# I recovered (mostly)



## JJ70 (Nov 1, 2010)

Hi all, my first post. I thought I'd share my story hope it helps.

I developed chronic DP and DR when I was 17 (I'm now 40). This happened instantly, I was lying in bed meditating and snap the world changed. I thought it was a sign from God or something and this was the way the world really was, but it was scary, I forced myself to go back to sleep hoping it would go away in the morning...It didn't.

I couldn't talk to anybody about what I was experiencing, at 16 years old I just did not have the emotional intelligence to communicate to anyone about this. I was so deep into DP DR that any anxiety was mild... emotionally I felt virtually nothing....this was the way the world really was and my eyes had just been opened up to it.

I carried on in this state for six months (I'd never ever heard of DP or DR and thought this experience was unique to me). Then I accidently heard a quote on the radio one morning (quite a famous one but I didn't know that at the time) "I THINK THEREFORE I AM". I couldn't argue with the logic ...I WAS REAL...this was the start of my recovery.

My second relavation was that although the world might actually be as I was seeing it...THAT THIS MADE ME FEEL BAD. A pattern of thinking that made me feel this bad ment I HAD A MENTAL ILLNESS A PATTERN OF THINKING THAT WAS UNHEALTHY FOR ME.

I still didn't have the skills at this young age to describe this properly to the Doctors or my parents and found the realisation that I was mentally Ill hard to cope with....this only happened to other people I was strong captain of the rugby team I couldn't get mentally Ill. I was diagnosed with depression lol...I had no help at all from the medical profession. So where did I find myself:

1 I was real
2 I was mentally Ill
3 I wasn't going to get any medical help.
4 I had to make the world real again myself.
5 I had to feel emotions to reconnect with the world.
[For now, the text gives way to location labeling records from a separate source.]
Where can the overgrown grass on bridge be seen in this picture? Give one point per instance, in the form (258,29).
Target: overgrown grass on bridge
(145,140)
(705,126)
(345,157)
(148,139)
It was point five that brought me out of chronic DP DR, I'd feel physical objects running my hands down walls feeling how solid they were, imagined sex and masturbated a lot, took risks and more risks forcing myself to feel fear associated with the solid world, I partied and socialised. Killed any shyness if i was dead already I had nothing to fear. Forced myself to have sexual feelings, love, sadness, how to cry, tried to feel the emotions of powerful films, let out my anger when I felt it, got in a relationship had sex more, argued when I wanted to, let it all out.

Within three months I had totally come out of DP DR. Although deep in the back of my mind once I'd recovered I was very afraid it would happen again, more afraid of this than anything.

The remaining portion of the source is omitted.